Toplam Sayfa Görüntüleme Sayısı

11 Şubat 2013 Pazartesi

     Kurdelesini kaybettiği için ağlayan bir öğrenci getirdiler az önce. Kokulu silgimi kaybettiğim için ağladığım 1. sınıf günüme döndüm. Öğretmenimin "Bir silgi için böyle ağlanır mı?" diyerek beni teselli etmeye çalıştığını hatırlıyorum hayal meyal. Silgiye ağlamıyordum ki oysa. Sevgi'ye verecektim ben o silgiyi. Sevgi'nin de beni benim Sevgi'yi sevdiğim kadar seveceğine dair bir umudun vücuda bürünmüş haliydi "kokulu, pembe, dikdörtgen prizma silgi." Dikdörtgen prizmanın ne olduğunu bilmiyordum o zamanlar ama aşkı öğrenmeye başlamıştım. Öğrenmeye başlar başlamaz da ilk ve en büyük umuduma sahip çıkamamış, kaybetmiştim.
     Beyaz yakamı ayna karşısında ilk Sevgi için düzelttim.

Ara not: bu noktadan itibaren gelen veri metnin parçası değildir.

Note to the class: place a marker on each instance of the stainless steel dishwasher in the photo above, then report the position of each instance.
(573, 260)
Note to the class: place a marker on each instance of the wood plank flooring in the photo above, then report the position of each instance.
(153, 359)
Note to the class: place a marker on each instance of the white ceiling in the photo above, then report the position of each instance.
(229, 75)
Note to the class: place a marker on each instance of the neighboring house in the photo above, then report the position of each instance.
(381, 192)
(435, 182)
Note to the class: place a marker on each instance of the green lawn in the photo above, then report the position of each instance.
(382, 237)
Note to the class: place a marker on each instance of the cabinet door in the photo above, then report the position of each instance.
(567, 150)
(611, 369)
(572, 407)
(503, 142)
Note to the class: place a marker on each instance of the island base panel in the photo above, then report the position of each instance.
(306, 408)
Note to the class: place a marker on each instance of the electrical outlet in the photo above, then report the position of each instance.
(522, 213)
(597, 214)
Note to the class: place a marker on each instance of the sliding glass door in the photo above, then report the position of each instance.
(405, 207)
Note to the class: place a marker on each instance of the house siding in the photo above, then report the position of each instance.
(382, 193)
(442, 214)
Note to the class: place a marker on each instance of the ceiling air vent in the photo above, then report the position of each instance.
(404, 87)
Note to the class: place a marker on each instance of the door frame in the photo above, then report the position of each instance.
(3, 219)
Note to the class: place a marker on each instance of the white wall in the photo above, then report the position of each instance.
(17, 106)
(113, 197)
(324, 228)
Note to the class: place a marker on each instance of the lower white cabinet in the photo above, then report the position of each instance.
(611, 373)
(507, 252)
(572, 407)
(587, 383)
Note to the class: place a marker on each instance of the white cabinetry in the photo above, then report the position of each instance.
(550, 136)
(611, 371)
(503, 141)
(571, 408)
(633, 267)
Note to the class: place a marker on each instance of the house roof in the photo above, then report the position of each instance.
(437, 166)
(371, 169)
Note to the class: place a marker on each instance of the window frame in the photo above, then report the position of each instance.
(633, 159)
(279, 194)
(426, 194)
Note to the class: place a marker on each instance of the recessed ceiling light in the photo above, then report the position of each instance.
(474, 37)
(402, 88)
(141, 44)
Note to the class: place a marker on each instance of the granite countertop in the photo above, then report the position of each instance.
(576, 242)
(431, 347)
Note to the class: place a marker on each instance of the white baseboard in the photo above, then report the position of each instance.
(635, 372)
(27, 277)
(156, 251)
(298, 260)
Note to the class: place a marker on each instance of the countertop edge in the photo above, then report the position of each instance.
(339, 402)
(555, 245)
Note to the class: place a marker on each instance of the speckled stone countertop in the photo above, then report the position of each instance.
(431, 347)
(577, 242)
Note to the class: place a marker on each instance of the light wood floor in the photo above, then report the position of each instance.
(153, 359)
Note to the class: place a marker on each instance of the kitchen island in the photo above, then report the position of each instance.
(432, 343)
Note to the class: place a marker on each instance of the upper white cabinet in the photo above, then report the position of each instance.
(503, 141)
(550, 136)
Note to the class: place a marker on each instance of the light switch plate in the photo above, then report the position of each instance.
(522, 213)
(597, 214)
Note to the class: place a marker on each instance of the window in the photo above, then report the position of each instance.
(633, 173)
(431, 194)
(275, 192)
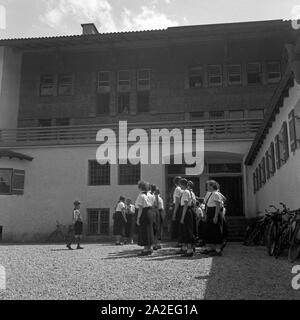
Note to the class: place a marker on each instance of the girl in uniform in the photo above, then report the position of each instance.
(120, 221)
(213, 234)
(130, 217)
(159, 219)
(175, 216)
(77, 226)
(145, 219)
(193, 207)
(186, 219)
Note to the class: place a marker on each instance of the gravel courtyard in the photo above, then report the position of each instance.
(103, 271)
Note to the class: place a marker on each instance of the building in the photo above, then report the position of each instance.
(56, 93)
(273, 162)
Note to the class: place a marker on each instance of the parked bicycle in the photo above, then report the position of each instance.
(279, 230)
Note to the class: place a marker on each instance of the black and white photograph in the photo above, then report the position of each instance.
(149, 151)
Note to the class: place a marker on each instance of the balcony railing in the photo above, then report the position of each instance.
(214, 129)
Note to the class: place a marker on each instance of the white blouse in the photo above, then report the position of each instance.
(120, 207)
(143, 201)
(212, 198)
(151, 198)
(186, 196)
(177, 194)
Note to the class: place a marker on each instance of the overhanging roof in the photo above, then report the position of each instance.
(276, 103)
(4, 153)
(240, 29)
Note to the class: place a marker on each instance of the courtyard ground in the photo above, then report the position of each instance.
(104, 271)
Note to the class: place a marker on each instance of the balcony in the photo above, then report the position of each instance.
(227, 129)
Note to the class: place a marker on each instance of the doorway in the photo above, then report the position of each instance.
(232, 189)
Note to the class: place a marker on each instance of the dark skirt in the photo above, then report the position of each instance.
(175, 231)
(186, 230)
(119, 224)
(146, 235)
(158, 223)
(78, 226)
(130, 225)
(213, 232)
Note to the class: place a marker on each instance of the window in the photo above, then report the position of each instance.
(256, 113)
(254, 182)
(263, 168)
(99, 175)
(65, 84)
(271, 159)
(103, 103)
(104, 81)
(224, 168)
(18, 182)
(124, 80)
(143, 79)
(281, 146)
(215, 75)
(47, 85)
(143, 101)
(273, 72)
(45, 123)
(236, 114)
(197, 115)
(234, 74)
(196, 77)
(257, 179)
(267, 156)
(284, 146)
(61, 122)
(294, 130)
(98, 222)
(216, 115)
(260, 181)
(129, 174)
(254, 73)
(124, 103)
(12, 181)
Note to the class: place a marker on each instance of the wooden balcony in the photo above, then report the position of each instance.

Kızlarla o sıkıcı oyunları hep Sevgi'ye daha yakın olmak için oynadım. Diğer erkekler yamuk, plastik topu büyük bir zevkle ve hunharca tekmelerken ben Sevgi atlasın diye ip çeviriyordum.
     Annemin benim için hazırladığı yumurtalı ekmek dilimlerini, resim defterimin yapraklarını sadece onunla paylaştım. Sevgiyle iyi anlaştığı ve onu güldürdüğü için Tamer'den hep nefret ettim.
    Hemen en kırmızısından bir kurdele çıkardım ve güzel bir fiyonk yaparak iliştirdim yakasına öğrencimin. Zamanı geldiğinde bu kurdelenin de kaybolacağını ama kurdeleyi takma sebebinin hep ona ait kalacağını söyleyerek gönderdim sınıfına.
                                                         *Kokulu silgiler de sağlığa zararlıymış, boş umutlar gibi...

6 Şubat 2013 Çarşamba

Koş koş! Yüreğime bayram yeri kurulmuş. Geç kalmayalım. Bütün salıncaklar kapılıyor sonra. Geçen sefer ne kadar sıra beklemiştik unuttun mu? Tam bize sıra gelmişken birisi sıramızı kapıp oturuvermişti sandalyeye de ağlamaklı kalıvermiştik.
Ya koşsanaaa! bak bir yetişemeyelim görürsün ondan sonra.